We are entitled to know the entire picture.

We are entitled to know too, the status of the strategic initiative pool -- created from something called virtual equity dividends -- which dried up in the last University financial statement. Balance: zero. If Brodhead is counting on this fund for year after year of Kunshan subsidies, we would be well advised to make sure it is being replenished.

Stakeholders in this University, prepared to intelligently discuss and debate our international aspirations, are entitled to see the budget lines where money is moved from Durham to Kunshan. We are entitled to see how, when Sheppard diluted his focus on Fuqua, its financial woes grew. And to see how in the year just starting, the business school will not meet its targets again, primarily because admissions for degree programs across the board are lagging.

✔ Another vital component of the Kunshan formula is the amount of tuition we can charge. In applying in February for the privilege of operating in China, the Brodhead Administration made a specific dollar proposal to the provincial and national Ministries of Education; we are entitled to know what it is, and to compare it with the tuition that must be charged to sustain the financial matrix presented by the Administration in the Duke Kunshan Planning Guide.

But we fear Mr. Brodhead figures so long as he can keep the lid on information about the proposal, then opponents of Kunshan have one less fact to load.

The Planning Guide presents only one actual number: $46,000 plus for tuition for the Global Health Institute's offering. A Deputy FC had to calculate tuition for two masters degrees proposed by Kunshan, scratching for information about the numbers of students who might enroll in two masters programs and the total anticipated revenue. We believe the Brodhead Administration is counting on charging at least $41,000; the national Ministry has never allowed an international university to charge even one-third that.

✔ Also in the financial realm, Executive Vice President Trask owes us more than a smile and a vague statement about revenues and expenditures being uncertain. Tallman, stand up and tell us we are dealing only with guesses, that the entire financial picture is a shaking house of cards. You earned credibility steering Duke through the financial crisis; now use it.

✔✔ And lastly, in our post yesterday, we underscored how tight the time-line is for Fuqua's new interim dean, Bill Boulding, to retrieve what he can from Sheppard's degree proposals which were shot down by the faculty June 1, to prepare new academic proposals, to usher them through the faculty, to secure needed approval of the Academic Council and to start classes by August, 2012.

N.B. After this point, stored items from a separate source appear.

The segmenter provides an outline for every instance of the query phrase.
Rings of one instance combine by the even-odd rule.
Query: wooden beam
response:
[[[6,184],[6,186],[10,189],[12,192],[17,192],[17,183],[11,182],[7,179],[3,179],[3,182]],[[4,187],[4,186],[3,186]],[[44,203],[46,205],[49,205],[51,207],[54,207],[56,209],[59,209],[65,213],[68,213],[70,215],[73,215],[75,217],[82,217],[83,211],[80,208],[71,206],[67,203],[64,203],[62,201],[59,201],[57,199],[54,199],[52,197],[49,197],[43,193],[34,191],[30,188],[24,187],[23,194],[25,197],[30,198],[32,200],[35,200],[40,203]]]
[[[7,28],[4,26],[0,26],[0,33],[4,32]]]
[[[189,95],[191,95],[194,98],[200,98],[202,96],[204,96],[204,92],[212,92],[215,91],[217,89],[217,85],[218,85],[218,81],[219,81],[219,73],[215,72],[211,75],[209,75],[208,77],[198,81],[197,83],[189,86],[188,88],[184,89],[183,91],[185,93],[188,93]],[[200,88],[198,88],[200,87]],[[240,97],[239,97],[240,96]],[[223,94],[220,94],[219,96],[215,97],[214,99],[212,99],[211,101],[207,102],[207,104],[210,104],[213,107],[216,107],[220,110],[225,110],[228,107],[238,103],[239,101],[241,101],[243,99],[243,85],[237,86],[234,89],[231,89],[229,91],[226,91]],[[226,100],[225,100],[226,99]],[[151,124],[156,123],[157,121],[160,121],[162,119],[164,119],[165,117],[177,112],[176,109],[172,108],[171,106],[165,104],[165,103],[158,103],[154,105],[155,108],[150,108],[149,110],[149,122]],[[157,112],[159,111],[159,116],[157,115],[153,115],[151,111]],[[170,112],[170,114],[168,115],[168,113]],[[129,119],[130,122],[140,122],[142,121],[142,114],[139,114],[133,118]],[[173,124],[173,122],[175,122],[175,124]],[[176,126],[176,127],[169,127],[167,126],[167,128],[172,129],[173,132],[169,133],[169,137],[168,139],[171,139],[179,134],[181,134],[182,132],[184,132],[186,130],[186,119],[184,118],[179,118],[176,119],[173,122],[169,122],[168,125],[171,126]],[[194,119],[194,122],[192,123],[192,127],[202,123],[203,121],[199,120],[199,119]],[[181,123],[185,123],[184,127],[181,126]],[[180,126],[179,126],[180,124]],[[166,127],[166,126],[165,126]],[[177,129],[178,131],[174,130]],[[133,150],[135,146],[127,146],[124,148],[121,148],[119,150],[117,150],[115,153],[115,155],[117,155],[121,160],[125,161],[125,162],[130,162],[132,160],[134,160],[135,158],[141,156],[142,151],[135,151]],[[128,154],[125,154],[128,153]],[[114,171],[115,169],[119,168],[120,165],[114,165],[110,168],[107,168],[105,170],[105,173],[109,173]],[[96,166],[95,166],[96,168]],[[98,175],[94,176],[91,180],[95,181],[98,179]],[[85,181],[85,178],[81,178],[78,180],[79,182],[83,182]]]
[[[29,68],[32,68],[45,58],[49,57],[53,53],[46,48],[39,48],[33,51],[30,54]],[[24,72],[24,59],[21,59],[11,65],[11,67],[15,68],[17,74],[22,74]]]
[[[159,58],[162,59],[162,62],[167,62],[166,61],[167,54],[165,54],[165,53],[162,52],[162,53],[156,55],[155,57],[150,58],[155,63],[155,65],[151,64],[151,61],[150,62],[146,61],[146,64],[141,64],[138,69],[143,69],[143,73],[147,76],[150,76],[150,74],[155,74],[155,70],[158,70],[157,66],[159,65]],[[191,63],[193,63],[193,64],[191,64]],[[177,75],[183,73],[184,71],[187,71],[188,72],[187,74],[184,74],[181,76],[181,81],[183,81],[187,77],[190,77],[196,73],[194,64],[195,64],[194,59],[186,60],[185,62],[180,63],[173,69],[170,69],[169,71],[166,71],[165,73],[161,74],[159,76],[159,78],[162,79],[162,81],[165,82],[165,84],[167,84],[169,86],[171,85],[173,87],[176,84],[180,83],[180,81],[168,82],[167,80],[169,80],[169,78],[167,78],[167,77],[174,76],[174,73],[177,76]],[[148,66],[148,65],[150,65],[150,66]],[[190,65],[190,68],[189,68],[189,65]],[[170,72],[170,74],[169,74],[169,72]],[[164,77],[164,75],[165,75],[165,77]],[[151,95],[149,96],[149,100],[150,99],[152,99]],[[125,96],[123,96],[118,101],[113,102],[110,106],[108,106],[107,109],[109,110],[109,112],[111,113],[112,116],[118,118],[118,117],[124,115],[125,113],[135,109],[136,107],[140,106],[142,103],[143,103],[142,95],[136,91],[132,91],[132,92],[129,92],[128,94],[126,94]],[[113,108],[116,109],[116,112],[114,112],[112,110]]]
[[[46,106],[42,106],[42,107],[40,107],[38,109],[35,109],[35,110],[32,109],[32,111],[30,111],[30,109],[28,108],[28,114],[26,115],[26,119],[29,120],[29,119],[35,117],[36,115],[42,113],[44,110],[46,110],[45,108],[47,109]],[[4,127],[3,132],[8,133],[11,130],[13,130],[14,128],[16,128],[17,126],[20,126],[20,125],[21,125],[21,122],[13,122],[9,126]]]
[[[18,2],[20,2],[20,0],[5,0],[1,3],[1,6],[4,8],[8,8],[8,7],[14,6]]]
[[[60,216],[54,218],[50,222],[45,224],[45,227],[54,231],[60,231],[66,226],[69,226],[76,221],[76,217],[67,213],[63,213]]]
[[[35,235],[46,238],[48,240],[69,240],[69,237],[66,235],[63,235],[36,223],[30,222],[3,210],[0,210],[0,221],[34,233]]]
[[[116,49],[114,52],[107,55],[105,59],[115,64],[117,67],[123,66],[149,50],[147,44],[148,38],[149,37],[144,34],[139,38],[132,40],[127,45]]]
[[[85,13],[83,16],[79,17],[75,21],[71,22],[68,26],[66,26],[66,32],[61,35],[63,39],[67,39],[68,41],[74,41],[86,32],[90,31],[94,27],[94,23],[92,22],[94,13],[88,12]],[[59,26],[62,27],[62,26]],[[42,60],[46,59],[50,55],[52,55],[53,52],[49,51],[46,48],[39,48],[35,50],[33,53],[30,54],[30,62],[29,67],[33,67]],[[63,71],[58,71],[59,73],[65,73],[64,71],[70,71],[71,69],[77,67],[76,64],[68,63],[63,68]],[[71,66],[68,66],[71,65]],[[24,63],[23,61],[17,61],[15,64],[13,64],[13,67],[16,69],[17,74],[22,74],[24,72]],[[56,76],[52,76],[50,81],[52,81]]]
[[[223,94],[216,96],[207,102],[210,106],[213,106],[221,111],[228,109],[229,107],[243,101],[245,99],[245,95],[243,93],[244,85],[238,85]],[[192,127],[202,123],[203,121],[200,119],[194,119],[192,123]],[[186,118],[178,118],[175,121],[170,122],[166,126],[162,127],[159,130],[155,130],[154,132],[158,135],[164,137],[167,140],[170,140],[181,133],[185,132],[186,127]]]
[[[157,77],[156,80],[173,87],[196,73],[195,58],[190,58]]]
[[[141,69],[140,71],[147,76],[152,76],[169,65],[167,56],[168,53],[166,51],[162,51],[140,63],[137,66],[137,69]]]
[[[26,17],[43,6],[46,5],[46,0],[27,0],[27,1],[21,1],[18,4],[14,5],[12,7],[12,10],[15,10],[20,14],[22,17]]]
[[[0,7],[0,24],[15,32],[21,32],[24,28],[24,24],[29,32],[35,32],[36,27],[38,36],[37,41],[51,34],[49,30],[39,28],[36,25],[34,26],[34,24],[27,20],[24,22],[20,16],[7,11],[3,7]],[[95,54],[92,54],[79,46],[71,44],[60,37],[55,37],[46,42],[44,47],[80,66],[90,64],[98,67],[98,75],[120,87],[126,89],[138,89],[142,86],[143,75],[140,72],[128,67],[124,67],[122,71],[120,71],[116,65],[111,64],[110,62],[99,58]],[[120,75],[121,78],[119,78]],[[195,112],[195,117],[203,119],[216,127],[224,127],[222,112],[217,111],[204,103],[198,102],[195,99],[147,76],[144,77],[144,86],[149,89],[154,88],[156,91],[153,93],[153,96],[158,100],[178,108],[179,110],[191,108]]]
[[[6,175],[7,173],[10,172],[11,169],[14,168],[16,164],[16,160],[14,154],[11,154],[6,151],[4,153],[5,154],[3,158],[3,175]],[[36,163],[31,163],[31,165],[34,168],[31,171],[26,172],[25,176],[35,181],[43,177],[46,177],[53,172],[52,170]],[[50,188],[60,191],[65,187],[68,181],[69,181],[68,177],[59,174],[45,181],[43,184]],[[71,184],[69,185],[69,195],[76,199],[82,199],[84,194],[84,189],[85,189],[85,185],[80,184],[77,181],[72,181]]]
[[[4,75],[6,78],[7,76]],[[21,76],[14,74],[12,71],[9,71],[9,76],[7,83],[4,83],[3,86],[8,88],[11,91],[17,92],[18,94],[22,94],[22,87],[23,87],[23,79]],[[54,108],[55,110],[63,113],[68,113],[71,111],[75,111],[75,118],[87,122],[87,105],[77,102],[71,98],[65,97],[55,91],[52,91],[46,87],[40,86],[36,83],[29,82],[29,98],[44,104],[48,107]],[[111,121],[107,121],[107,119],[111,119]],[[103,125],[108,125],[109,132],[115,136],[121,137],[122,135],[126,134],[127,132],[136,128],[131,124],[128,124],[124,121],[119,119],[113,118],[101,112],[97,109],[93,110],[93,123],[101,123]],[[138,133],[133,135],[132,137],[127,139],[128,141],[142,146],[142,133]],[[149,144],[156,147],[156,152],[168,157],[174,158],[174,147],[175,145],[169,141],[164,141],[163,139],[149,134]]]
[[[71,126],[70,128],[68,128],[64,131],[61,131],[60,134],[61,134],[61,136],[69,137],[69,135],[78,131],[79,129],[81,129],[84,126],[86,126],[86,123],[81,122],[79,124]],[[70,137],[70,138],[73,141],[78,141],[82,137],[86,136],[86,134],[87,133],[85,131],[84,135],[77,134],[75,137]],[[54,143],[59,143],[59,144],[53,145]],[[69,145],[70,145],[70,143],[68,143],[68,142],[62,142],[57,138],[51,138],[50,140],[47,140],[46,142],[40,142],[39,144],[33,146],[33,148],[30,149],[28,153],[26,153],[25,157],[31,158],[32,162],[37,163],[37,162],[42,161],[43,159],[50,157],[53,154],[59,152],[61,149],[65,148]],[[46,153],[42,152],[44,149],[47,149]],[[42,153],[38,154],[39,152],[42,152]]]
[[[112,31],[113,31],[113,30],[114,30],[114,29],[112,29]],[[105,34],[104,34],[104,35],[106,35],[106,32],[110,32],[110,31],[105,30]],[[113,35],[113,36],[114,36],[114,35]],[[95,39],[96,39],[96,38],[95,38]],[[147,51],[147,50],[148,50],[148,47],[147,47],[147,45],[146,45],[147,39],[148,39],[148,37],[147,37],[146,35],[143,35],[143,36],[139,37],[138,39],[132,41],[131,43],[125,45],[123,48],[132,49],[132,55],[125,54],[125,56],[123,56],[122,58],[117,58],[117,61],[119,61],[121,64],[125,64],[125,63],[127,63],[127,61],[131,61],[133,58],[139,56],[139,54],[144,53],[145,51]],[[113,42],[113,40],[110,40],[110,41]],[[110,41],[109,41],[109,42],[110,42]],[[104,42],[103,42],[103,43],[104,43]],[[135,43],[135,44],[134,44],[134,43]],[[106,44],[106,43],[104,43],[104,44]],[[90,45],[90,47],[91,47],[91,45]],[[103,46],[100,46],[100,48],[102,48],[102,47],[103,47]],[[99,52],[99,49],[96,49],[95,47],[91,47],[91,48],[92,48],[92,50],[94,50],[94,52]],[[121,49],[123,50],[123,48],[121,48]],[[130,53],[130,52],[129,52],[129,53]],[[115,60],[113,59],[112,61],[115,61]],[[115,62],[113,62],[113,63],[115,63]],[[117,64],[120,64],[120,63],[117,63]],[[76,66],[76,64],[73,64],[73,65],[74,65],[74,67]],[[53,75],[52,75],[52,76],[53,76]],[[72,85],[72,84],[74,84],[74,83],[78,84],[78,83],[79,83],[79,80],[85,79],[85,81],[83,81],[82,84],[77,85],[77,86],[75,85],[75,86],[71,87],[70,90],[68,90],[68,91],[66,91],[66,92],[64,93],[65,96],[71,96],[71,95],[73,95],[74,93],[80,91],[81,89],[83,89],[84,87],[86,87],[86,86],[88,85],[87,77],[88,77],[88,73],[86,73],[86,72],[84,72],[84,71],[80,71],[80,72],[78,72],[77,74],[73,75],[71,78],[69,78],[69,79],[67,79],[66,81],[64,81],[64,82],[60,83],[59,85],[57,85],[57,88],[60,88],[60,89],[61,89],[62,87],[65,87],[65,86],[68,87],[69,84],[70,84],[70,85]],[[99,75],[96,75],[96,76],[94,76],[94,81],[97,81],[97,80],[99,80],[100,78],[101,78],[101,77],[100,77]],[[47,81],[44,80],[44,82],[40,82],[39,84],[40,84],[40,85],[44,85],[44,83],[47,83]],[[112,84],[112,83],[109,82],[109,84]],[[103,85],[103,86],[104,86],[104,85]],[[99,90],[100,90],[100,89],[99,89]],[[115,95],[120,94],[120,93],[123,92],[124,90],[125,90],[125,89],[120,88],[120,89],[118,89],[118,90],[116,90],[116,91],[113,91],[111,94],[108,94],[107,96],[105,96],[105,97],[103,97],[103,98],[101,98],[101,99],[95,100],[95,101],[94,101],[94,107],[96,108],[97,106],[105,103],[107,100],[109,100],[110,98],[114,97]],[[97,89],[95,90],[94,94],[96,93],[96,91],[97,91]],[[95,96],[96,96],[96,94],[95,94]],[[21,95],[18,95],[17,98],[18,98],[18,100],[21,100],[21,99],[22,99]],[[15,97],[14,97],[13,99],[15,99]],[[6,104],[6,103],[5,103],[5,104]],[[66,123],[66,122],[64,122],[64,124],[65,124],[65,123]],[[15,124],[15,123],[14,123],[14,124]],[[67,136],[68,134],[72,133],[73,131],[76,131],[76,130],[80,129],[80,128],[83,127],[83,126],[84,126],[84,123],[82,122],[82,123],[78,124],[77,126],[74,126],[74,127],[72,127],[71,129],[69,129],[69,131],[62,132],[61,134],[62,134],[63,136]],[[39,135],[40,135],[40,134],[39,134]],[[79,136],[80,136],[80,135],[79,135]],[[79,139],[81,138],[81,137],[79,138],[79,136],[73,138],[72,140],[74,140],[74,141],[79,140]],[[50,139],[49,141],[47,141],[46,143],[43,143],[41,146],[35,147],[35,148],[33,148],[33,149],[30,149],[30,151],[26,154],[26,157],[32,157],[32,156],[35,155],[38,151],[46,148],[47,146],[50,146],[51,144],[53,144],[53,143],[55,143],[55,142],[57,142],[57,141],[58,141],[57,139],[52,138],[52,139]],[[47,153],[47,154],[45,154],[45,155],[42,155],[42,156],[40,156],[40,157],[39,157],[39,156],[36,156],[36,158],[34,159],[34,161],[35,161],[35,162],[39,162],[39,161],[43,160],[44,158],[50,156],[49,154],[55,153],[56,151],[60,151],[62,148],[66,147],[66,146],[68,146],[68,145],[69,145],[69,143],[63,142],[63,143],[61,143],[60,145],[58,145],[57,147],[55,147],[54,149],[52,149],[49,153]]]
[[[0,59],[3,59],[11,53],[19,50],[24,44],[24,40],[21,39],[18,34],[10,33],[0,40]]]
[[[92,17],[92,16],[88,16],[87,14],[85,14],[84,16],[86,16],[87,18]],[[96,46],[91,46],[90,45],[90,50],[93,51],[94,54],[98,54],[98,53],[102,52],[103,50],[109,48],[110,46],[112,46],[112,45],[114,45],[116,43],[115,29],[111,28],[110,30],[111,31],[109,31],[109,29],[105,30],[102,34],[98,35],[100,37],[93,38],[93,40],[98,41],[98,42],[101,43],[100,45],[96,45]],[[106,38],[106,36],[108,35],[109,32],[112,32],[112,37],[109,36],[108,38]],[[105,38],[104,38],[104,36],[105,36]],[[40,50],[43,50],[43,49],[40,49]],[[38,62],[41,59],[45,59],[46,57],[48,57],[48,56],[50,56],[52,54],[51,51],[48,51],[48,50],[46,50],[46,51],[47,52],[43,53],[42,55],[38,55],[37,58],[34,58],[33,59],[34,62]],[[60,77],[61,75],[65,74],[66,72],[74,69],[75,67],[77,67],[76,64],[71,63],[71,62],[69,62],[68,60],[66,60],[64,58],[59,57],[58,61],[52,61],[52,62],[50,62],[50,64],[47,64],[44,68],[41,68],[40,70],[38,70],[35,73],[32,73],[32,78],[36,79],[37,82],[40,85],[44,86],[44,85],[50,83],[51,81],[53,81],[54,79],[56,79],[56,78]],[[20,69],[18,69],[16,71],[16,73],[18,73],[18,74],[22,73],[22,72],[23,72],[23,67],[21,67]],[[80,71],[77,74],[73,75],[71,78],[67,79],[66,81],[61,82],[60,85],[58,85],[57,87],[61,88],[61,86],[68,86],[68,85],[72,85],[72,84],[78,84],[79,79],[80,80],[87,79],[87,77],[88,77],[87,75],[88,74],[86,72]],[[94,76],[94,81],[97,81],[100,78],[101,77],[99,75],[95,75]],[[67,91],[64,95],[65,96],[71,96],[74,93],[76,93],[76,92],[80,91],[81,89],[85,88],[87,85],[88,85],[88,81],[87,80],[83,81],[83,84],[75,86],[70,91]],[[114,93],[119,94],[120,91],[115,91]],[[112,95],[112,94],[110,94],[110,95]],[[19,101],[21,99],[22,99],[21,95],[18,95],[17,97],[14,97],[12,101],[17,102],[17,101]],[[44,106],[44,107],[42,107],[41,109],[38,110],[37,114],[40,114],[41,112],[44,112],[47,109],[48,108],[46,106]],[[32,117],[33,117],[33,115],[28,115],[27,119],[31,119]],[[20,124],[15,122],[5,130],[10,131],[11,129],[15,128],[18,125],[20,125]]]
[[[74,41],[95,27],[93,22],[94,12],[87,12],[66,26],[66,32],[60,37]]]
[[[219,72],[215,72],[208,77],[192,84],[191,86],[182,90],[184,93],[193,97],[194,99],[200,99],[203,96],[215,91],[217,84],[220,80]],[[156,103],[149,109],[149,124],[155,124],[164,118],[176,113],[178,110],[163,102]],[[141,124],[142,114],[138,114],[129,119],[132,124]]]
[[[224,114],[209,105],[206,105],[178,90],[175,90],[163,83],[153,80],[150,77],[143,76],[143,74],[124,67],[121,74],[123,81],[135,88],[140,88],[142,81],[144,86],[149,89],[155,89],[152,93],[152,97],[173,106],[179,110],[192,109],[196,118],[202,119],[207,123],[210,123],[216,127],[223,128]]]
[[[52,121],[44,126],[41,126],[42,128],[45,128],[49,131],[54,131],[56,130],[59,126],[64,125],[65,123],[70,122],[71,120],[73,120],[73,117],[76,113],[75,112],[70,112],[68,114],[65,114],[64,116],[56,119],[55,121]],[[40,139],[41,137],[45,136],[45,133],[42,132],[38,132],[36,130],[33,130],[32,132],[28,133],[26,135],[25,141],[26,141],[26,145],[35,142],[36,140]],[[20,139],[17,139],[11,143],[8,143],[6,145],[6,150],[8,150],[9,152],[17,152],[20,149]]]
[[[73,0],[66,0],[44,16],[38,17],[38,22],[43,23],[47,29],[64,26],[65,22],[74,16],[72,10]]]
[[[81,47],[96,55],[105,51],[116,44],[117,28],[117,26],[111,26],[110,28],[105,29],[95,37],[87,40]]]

And we should add, Boulding must prepare new proposals in a manner unlike Sheppard. Rather with full cooperation and collaboration with the faculty, not only hearing their ideas but incorporating them. That healthy process -- unknown to Sheppard -- takes substantial time.

Mr. Brodhead, as embarrassing as it may be to have yet another delay in your pet project, we call upon you now to move the timetable. Now.

To remove pressure from Dean Boulding to have to work within the confines of the current timetable or to be forced to suggest a new one. At least one year delay. Two would be more appropriate to allow for full investigation of all dimensions of Kunshan and other campuses.

Much of the discussion that we envision should have taken place long before we got this far in the grandiose scheme. But that does not excuse our not doing it now.

We cannot continue to tumble into an initiative which Brodhead has stated is the biggest since James B. Duke endowed Trinity College and got it to change its name to his. The president must become fully realistic about the timetable now -- rather than realizing later that he is cornered. Acting now, that would be a hallmark of leadership.


Thank you for reading FC and loving Duke.